Even uglier than the killing of innocent protesters, including children, women and elders, from a long distance with a sniper rifle, is the excuse the Israeli forces have given for doing so. Jonathan Conricus, a spokesperson for the Israeli military, issued a statement on Twitter claiming that 50 of the protesters were members of Hamas group. He was quoting a senior Hamas figure, Salah al-Bardawil, from an interview on a local TV station where al-Bardawil made that same claim.

But Conricus ignored the context of this interview. Al-Bardawil, speaking on a local news channel, was likely exaggerating the involvement of Hamas in the protest in order to bolster its reputation as a political force as a claim against their rival party, Fatah. Certainly, despite his claims, he was speaking in a personal, not official, capacity, and with a certain amount of boastfulness. The Palestinian ministry of health spokesman Dr. Ashraf al-Qedra, who does speak in an official capacity, has reported that among the dead are six children under the age of 18; including a 15-year-old girl, Wessal Sheikh Khalil, and an eight-month-old infant, Leila Al-Ghandour. Others have not yet been identified.
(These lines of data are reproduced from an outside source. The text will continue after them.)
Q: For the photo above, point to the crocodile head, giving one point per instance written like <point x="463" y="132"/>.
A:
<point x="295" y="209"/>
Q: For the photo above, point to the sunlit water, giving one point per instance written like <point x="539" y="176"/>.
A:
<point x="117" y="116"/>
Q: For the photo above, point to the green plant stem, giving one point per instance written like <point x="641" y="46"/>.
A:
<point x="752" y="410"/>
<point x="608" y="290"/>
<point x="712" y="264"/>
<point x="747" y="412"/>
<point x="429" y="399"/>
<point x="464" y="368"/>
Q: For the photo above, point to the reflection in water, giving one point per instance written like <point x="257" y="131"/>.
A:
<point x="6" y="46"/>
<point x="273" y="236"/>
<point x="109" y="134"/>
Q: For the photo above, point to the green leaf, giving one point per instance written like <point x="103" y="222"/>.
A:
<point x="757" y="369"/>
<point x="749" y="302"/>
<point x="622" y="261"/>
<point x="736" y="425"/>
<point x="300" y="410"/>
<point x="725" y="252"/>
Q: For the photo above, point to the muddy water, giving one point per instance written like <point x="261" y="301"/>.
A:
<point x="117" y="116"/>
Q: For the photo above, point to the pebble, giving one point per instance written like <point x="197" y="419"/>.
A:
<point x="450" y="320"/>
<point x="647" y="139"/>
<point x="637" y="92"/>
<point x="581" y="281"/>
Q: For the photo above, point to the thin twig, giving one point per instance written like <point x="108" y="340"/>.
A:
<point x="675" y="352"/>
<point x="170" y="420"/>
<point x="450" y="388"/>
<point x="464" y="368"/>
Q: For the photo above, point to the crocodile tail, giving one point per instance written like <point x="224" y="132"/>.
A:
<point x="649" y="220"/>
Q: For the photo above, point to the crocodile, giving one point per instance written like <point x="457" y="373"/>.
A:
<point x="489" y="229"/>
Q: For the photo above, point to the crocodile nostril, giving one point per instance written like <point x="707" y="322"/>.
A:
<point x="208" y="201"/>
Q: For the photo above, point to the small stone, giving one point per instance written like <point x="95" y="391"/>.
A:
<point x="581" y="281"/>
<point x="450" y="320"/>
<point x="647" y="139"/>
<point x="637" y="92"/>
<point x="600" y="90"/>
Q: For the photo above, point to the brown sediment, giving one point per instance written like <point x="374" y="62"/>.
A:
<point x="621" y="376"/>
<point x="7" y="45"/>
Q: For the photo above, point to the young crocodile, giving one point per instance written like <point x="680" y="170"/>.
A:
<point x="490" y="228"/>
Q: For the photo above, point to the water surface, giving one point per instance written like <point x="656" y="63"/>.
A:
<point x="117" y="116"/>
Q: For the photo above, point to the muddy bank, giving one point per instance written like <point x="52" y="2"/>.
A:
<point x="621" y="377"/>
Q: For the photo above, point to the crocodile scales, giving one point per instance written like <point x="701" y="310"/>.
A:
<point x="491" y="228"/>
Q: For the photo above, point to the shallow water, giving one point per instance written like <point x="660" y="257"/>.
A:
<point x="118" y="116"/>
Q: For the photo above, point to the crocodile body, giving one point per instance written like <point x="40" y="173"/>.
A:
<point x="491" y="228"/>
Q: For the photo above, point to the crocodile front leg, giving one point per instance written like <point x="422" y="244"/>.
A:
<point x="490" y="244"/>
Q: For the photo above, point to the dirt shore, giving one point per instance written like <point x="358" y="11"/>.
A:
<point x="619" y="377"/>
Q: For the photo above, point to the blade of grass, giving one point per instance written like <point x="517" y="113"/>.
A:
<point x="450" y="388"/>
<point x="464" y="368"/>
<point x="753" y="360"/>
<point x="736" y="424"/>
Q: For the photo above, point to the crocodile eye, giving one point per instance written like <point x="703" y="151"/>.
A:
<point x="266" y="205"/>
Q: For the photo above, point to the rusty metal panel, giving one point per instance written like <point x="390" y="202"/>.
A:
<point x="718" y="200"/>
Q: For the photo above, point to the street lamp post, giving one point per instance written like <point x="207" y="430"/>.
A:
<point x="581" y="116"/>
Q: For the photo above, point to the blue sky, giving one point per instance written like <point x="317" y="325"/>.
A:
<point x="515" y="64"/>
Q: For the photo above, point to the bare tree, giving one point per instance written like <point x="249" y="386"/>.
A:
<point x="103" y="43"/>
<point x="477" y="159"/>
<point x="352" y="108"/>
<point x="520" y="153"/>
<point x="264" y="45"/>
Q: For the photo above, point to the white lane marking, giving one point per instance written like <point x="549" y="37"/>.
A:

In his report, al-Qedra included a statement regarding the deliberate targeting and wounding of 17 medical staff; another was killed and five ambulances were hit. He also reported the injury of 12 media personnel. These do not seem like the result of a targeted attack on a terrorist group, but a blanket application of violence. Even if the protesters, as is being claimed, are mostly Hamas, this cannot justify the deliberate targeting of women and children, media and medical staff.

Apart from anything else, it remains dishonest for the Israelis to claim that anyone with any links to Hamas in Gaza are “terrorists”. Part of the group’s stated aims are the overthrow of the Israeli regime as a movement of resisting the occupation, true, but they are also the ruling political party in Gaza since the elections in 2006, meaning that most of the population interact with them in one way or another. That does not justify their slaughter, nor the slaughter of children, nor the killing of journalists and medics in contravention of the Geneva convention.

Israel justifies its use of live ammunition as only being used to stop those crossing the fence. It also claims that for the most part they used only tear gas and rubber bullets. But this is belied by the hundred deaths and thousands of injuries. The bullet that took my friend Yasser’s life, and the bullet that took my friend Khalil’s leg, were not made of rubber.

It’s been 70 years for the Palestinian people; seven decades of suffering from pain and hurt, killing and destruction. It’s been 70 years of this land not knowing the meaning of peace. The Palestinians are deprived of their own basic human right to live in peace. Gaza has been rightly called “the world’s largest open-air prison”. The latest degradation came when US President Donald Trump announced the US was recognising the holy city of Jerusalem as the capital of Israel, ignoring the right of the Arabic inhabitants, which raised tensions and became one of the triggers for the Great Return March.

Since the beginning of the protests there have been no reported deaths of Israeli soldiers. But more than a hundred people are dead and thousands more are injured among the Palestinians, including children and women. The global community is still ignorant of the scale of the injustice they are experiencing. They still do not recognise their right to resist the occupation and the deprivation of their rights.

Take 15 seconds to imagine that your beloved was slaughtered. A minute to imagine that you are deprived of your right to live in dignity and peace, expelled from your home and with no right to resist even in the simple ways, and after all that, imagine being called a “terrorist”. Some media outlets are called the recent march a “conflict”, but it’s not. A conflict is between two parties who have a balance in power. The best word to describe what happened in Palestine is “massacre”.

Issam A. Adwan is a freelance journalist and translator in Rafah, south Gaze, currently working as an English teacher.